Another property is that the force on a submerged body is independent of the actual shape of the body, and depends only on the volume. This is something we might take for granted, but is actually not obvious without Archimedes’ principle. In addition, we see that a denser fluid applies a stronger buoyant force, and if the body is completely submerged, then the buoyant force is constant no matter the depth, since the volume submerged does not change!

We see also that for a floating body, we can also use the Archimedes principle to determine the fraction of a body submerged. For instance, the tip of an iceberg is much smaller than the rest of the iceberg. But using Archimedes’ principle, the percentage of an iceberg occupied by the tip is actually completely determined by the density of ice! If an iceberg is floating, it is stationary, which by Newton’s Second Law implies that the total (net) force on the iceberg is zero. The Ice has a density roughly 90% that of water, which means that roughly 90% of the iceberg is submerged underwater for the buoyant force from the water and gravitational force from the Earth to cancel.

As another example, consider if I am in a kayak in a lake.

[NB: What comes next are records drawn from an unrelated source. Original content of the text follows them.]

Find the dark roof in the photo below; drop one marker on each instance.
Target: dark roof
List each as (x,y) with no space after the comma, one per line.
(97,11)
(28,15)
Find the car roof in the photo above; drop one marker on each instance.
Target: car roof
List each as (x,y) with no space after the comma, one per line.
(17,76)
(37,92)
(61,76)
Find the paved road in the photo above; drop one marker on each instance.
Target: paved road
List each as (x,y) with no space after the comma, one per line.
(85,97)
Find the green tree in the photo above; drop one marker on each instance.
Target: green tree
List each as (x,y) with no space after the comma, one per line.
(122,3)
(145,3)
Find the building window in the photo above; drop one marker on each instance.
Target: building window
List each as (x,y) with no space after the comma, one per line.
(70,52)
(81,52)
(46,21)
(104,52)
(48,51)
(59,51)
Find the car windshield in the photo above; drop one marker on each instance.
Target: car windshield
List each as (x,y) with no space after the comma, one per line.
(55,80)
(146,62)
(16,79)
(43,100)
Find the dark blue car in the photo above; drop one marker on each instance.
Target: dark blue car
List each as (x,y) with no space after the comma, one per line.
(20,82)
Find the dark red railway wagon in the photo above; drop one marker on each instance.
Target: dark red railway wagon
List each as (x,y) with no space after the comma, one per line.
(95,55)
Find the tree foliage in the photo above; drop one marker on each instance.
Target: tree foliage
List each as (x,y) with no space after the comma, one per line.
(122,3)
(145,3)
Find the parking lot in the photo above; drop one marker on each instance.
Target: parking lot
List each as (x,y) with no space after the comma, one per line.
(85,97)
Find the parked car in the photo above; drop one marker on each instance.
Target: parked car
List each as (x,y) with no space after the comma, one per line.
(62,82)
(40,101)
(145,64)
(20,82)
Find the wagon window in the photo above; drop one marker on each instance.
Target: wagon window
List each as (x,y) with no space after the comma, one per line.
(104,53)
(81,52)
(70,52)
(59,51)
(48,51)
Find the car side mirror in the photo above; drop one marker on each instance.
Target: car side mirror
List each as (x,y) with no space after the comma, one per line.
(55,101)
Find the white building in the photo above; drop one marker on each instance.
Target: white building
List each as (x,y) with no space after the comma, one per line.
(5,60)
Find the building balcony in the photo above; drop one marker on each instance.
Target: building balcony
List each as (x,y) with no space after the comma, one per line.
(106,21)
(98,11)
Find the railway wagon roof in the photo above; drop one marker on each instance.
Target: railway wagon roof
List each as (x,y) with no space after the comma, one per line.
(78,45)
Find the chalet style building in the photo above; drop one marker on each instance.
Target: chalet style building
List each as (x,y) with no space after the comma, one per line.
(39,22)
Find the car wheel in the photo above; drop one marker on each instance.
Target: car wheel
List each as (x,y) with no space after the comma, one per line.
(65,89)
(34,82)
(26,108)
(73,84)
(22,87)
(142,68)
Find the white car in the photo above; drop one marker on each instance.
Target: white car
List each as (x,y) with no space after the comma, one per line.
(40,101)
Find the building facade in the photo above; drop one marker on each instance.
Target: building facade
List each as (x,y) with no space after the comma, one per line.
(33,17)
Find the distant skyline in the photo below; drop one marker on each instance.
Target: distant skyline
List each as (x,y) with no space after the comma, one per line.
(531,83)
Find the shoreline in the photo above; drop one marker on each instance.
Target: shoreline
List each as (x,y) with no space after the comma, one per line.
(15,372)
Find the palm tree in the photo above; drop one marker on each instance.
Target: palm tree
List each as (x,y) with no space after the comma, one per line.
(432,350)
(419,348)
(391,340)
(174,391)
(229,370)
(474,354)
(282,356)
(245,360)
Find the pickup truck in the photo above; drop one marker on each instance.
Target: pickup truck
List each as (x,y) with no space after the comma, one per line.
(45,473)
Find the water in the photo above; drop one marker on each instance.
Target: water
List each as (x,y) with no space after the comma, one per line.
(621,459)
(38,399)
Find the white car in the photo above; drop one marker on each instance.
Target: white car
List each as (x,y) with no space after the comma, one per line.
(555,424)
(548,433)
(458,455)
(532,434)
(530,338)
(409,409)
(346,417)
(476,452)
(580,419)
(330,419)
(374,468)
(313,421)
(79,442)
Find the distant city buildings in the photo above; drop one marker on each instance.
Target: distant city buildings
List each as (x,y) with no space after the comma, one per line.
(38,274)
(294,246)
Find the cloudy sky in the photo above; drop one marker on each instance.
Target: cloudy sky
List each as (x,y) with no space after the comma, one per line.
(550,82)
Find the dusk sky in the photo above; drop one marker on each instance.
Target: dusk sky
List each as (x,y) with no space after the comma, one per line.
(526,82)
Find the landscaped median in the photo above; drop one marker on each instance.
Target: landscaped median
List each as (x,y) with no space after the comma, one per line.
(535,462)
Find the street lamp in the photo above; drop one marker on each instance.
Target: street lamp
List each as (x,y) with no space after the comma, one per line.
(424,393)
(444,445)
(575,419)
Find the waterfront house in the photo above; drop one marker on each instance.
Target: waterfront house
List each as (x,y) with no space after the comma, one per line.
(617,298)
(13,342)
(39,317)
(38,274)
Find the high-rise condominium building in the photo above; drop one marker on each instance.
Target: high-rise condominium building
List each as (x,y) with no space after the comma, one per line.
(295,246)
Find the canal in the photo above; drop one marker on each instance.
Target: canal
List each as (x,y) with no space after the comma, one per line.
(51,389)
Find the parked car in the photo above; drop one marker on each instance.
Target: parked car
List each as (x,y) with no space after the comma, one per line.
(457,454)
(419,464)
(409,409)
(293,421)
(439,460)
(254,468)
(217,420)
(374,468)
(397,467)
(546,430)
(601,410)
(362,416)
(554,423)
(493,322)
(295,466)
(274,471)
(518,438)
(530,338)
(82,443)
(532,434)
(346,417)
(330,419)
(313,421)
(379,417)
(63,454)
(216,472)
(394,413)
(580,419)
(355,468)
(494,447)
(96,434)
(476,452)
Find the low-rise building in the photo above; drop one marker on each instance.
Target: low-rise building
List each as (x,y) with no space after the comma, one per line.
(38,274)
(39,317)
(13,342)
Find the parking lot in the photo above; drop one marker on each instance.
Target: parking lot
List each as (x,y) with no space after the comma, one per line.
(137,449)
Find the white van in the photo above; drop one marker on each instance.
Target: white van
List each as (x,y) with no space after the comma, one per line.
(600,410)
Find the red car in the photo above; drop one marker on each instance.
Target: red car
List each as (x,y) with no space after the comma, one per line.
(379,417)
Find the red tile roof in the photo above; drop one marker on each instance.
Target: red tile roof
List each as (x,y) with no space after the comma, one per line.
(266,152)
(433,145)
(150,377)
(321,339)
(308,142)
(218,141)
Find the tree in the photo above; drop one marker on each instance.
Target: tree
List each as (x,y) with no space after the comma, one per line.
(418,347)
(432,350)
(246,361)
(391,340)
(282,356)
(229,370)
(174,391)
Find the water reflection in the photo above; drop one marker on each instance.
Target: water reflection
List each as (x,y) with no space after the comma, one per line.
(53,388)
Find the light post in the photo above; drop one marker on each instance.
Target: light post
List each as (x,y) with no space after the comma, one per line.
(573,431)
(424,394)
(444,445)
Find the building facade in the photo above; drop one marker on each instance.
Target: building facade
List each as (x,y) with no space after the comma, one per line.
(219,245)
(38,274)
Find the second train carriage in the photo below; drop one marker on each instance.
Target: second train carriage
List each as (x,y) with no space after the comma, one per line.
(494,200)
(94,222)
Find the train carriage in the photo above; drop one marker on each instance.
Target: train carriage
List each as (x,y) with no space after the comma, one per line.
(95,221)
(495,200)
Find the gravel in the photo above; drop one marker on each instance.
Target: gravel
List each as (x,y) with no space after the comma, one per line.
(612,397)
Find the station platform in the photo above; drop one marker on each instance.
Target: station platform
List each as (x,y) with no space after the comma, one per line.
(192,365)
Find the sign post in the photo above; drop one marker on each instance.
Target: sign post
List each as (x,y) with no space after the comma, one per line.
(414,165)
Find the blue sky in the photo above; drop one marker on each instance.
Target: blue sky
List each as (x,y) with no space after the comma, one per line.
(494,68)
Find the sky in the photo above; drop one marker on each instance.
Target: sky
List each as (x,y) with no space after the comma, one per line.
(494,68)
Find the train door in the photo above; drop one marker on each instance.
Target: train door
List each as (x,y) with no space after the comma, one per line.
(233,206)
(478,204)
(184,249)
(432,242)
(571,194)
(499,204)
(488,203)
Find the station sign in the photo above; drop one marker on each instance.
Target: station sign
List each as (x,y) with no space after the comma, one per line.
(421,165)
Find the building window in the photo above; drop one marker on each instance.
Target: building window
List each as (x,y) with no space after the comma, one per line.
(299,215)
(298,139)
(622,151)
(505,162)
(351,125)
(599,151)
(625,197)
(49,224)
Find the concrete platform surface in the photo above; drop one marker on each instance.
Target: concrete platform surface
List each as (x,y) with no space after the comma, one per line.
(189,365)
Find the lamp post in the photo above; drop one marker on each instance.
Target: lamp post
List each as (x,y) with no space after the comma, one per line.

A heavy rock is in the kayak, but I throw it overboard. How does the water level in the lake change?

This problem is again a tricky application of Archimedes’ principle. When the rock is in the kayak, it displaces a volume of water equal to its weight. When the rock is thrown overboard, it displaces a volume of water equal to its own volume. Since the rock is presumably denser than water, it must hold that the displaced water decreases, which means the water level in the lake decreases.

As we’ve seen, Archimedes’ principle easily explains many common day phenomena. We’ll now consider another final scenario. Consider if a student has a glass of ice water. The student is not particularly thirsty, so he does not drink from the glass. When the ice melts, how does the water level change? Again, since the ice is floating, we see that the water the ice displaced has the same mass as the ice. This means that once the ice melts and becomes water, it will occupy the same volume as the initial submerged volume of ice, which means the water level remains constant.

Of course, Archimedes principle has many applications on an industrial scale as well. Nonetheless, these interesting but tricky everyday examples demonstrate on their own the deceptively complicated nature of Archimedes’ principle.